[Read more session reports and updates from the 14th Internet Governance Forum]
The Collaborative Leadership Exchange brought together the staff and participants of the different sponsored programmes to the IGF like ISOC IGF Ambassadors, Google fellows, as well as all other interested attendees to network, build relationships, exchange ideas, discuss key local and regional Internet governance issues, and explore applicable solutions.
There were two rounds of discussions encompassing key topics like the future of the Internet ecosystem, youth and the Internet, Internet and human rights, access, critical Internet resources, artificial intelligence (AI) and ethics, privacy, cybersecurity, and others, while integrating the inputs, requirements, and experiences of different stakeholder groups.
Future of the Internet
The group envisaged the vision of an unrestricted and inspiring Internet with access to all. Internet for all is possible with affordability, accessibility, and digital literacy. Trust is an important factor and it will come with a safer Internet for all. It is important to ensure that the Internet is credible and reliable. For a safe Internet, it is important to instil a sense of trust in users and limit the barriers to Internet access.
It is important to show that youth is making a difference and give them ways to display it. The multistakeholder model does not implicitly include the youth, and this often makes them feel excluded and reluctant to participate. Youth participants also experience a lack of funding resources and speaking opportunities.

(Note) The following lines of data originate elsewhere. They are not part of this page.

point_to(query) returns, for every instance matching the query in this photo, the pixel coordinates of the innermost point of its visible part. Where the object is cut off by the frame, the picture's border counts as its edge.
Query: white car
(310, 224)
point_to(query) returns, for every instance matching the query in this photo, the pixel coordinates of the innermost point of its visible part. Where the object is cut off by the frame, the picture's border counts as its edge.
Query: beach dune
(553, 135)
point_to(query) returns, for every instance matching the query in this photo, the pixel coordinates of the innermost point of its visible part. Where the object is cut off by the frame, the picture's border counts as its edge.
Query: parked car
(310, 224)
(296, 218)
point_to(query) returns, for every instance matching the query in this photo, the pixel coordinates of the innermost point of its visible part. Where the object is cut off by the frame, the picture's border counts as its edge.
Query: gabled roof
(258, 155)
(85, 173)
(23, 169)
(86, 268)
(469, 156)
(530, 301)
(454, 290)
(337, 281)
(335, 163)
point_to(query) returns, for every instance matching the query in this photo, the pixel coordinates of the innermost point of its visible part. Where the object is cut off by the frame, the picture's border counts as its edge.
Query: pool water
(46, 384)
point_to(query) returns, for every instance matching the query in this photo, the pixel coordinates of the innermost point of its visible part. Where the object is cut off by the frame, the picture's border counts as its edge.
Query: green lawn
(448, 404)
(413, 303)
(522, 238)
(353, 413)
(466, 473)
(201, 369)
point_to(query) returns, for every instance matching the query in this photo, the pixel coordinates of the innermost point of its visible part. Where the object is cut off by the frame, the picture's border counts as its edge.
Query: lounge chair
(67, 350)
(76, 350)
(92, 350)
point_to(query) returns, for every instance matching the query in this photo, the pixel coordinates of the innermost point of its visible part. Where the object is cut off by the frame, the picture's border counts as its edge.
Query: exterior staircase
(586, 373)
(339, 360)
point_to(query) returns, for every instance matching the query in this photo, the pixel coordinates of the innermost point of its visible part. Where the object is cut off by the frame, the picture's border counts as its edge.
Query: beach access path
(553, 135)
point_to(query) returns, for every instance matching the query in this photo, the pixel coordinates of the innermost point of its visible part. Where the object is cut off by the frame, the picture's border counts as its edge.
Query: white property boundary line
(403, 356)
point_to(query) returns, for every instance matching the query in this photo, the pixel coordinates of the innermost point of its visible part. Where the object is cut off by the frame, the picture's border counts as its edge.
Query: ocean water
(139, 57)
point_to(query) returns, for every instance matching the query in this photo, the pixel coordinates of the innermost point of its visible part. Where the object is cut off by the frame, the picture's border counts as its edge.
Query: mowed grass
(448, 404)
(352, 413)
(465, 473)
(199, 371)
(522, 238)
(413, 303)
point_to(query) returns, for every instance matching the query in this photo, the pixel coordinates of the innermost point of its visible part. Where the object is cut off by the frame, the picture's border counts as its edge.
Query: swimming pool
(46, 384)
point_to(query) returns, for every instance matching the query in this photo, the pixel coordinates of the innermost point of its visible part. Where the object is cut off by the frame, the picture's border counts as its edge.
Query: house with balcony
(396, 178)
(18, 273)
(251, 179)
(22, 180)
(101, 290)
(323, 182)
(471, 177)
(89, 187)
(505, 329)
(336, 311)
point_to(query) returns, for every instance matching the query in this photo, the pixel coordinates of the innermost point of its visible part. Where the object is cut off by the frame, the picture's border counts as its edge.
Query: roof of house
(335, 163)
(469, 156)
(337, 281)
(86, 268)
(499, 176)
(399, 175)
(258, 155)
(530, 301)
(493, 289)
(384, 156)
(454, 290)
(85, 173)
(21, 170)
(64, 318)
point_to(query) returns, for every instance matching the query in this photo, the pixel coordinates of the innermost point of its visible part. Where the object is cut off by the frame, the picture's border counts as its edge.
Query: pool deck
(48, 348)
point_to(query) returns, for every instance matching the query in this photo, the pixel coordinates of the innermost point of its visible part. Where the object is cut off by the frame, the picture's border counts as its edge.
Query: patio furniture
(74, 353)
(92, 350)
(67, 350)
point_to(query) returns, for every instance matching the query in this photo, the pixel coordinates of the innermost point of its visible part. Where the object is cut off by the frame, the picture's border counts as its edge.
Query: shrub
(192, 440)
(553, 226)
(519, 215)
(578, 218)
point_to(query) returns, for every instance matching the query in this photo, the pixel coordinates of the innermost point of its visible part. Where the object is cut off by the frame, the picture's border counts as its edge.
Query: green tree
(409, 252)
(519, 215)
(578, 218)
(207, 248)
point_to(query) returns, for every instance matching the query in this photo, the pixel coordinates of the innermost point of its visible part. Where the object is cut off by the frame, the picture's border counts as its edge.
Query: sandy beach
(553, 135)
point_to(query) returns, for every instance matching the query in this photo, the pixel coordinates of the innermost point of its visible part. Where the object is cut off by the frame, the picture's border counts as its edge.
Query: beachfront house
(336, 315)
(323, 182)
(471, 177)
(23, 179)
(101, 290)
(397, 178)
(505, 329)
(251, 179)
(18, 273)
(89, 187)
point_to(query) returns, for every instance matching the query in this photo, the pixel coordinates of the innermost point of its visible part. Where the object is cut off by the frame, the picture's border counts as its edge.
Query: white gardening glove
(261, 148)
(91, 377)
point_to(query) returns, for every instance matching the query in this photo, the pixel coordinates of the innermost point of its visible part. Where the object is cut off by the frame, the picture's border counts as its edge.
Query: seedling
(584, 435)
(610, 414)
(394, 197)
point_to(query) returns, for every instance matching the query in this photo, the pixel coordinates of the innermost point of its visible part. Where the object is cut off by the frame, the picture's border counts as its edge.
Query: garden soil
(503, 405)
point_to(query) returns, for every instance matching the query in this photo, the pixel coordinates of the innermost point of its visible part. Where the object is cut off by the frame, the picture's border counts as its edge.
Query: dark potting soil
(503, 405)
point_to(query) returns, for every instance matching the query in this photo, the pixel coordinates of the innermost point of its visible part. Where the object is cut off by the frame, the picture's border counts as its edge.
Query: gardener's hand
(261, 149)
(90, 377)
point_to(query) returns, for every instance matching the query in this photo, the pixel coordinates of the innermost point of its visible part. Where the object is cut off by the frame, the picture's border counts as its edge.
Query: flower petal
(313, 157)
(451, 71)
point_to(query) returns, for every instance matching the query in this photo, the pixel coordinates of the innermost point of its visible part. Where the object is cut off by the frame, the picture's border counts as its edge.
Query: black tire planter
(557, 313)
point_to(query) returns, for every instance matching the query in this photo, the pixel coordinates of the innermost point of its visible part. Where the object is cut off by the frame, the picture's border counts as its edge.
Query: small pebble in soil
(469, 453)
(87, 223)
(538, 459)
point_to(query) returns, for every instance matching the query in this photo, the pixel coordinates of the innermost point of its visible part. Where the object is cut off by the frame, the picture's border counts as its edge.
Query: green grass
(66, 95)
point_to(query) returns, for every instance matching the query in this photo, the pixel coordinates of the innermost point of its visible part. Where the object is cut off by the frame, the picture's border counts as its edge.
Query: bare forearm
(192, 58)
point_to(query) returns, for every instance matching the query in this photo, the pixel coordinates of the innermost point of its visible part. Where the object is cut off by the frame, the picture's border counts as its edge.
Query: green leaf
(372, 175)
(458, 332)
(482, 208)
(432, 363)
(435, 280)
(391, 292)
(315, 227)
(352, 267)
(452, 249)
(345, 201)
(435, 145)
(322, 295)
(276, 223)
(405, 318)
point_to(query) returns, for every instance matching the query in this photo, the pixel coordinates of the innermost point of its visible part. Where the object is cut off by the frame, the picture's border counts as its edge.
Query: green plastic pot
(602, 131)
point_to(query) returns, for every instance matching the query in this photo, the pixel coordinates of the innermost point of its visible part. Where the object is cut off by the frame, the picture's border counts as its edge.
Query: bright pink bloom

They provide a solution to the connectivity gap by offering more affordable means of access to the Internet. It helps community members solve local issues, access means of education, and get information online. Community networks enable economic and social development but they come with regulatory challenges. First, setting up a community network needs approval from the governments, funding, and sustainability plans. For example, Ghana has precise land rules and acquiring lands for some ethnic groups is problematic and it involves a lengthy process. Lastly, power supply in remote areas of a country also poses concrete challenges to the realisation of community networks.
The big question was who should encrypt data and at what level data should be encrypted. Should users be able to own and encrypt their data? The group stated they noticed a lack of interest and knowledge in policymakers and lawyers regarding encryption, and that tech experts and policymakers should talk more often. Participants also discussed ways like opt-in and opt-out regulations, multi-tiered access control models where users can see and decide who can access and encrypt the data.
The group considered that data localisation requirements and cross-border data flows depend on countries’ bilateral relations. Ms Nidhi Singh (ISOC IGF Ambassador from India) said that we must address the inherent inequality which is present in the world order and in the Internet. Lastly, the audience considered that data localisation policies can be very costly to implement and can significantly impact a country’s economy. The group warned against the impact of data localisation measures vis-à-vis the fragmentation of the Internet.
Future of the IGF
The IGF has a lot of value as it is the only platform of this type. It brings together many people with varied levels of knowledge to share and learn. It is a good platform for gaining an international perspective and agenda, global issues, to form opinions, and network. But more awareness needs to be raised globally and outreach needs to be expanded to bring more people to the IGF. Group discussions stated that representation at the IGF needs to include more women and the LGBT community. The national and regional IGFs (NRIs) movement needs to be pushed to feed into the global forum stemming from national and regional levels.
While funding challenges persist, the IGF is not an output-driven organisation; they suggested rethinking its structure. They felt that a lot of the sessions presented themes that were already discussed during the previous years. They also suggested avoiding overlaps among the sessions’ schedules and topics to increase the success of the discussions.
Cross-sector impact of AI
The group discussions suggested that the understanding of AI technology varies across people and regions - especially between developed and developing countries. Developing country participants said that AI could improve education, judiciary, mobility, and could help in reducing human-generated biases. AI can be used for taxation and can be deployed in the energy sector, but a major challenge is still represented by how AI will affect the future of jobs. The group suggested that AI can also be better studied through more case studies, scenario modelling, and algorithm monitoring.